His bullpens kept getting better. After two weeks, the Rockies asked Bard whether he felt ready for a minor league rehab assignment. That caught him off guard—he’d thought he might need another month. “I had to talk myself into it,” he says with a laugh. “‘You’ve been throwing good!’” He and the team agreed that if it didn’t go well, he’d start the process again.
But … it did. One inning, 23 pitches, 17 strikes. He allowed a single to the Padres’ Fernando Tatis Jr., making his way back from a PED suspension, then whiffed the next three batters. Three days later, the Rockies activated him. Since his season debut April 19, he has pitched 7⅓ innings with five hits, five walks and five strikeouts.
He knows as well as anyone how tenuous this can all be. But he also believes going through the yips before helped him put a stop to them this time—and he believes he can carry that lesson forward.
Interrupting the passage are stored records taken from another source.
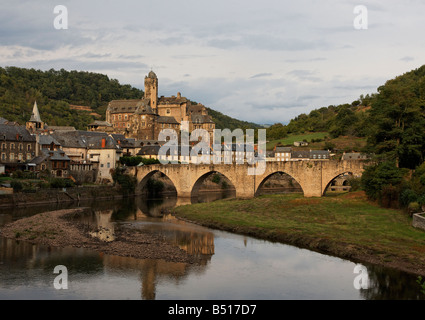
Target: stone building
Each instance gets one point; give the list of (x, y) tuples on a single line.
[(17, 145), (143, 119)]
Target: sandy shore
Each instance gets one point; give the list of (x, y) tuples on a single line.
[(60, 229)]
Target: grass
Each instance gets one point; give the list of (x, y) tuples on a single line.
[(299, 137), (345, 225)]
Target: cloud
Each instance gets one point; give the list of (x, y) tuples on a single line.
[(261, 75), (407, 59)]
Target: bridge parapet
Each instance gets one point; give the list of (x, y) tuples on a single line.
[(313, 176)]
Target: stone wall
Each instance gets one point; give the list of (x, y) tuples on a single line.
[(419, 221)]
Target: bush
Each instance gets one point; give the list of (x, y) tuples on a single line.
[(408, 196), (127, 183), (154, 186), (414, 207), (16, 185), (216, 179), (355, 183), (61, 183)]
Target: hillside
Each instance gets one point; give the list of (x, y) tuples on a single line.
[(71, 98)]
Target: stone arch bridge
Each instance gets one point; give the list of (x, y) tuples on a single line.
[(313, 176)]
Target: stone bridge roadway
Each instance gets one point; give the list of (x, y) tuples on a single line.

“At this point, I just see it as something that’s a part of me,” he says. “It’s like someone who has, like, a bad elbow. They’re a good pitcher. They just have a hard time keeping their elbow healthy. You just have to stay on top of things.”
The Bards learned a lesson about the yips. They also learned a lesson about life. Adair thinks often of the phrase, “It’s O.K. not to be O.K.” She thinks it’s incomplete. The second sentence should be, “It’s not O.K. not to ask for help.”
All along, the way to defeat the darkness was to turn on the light.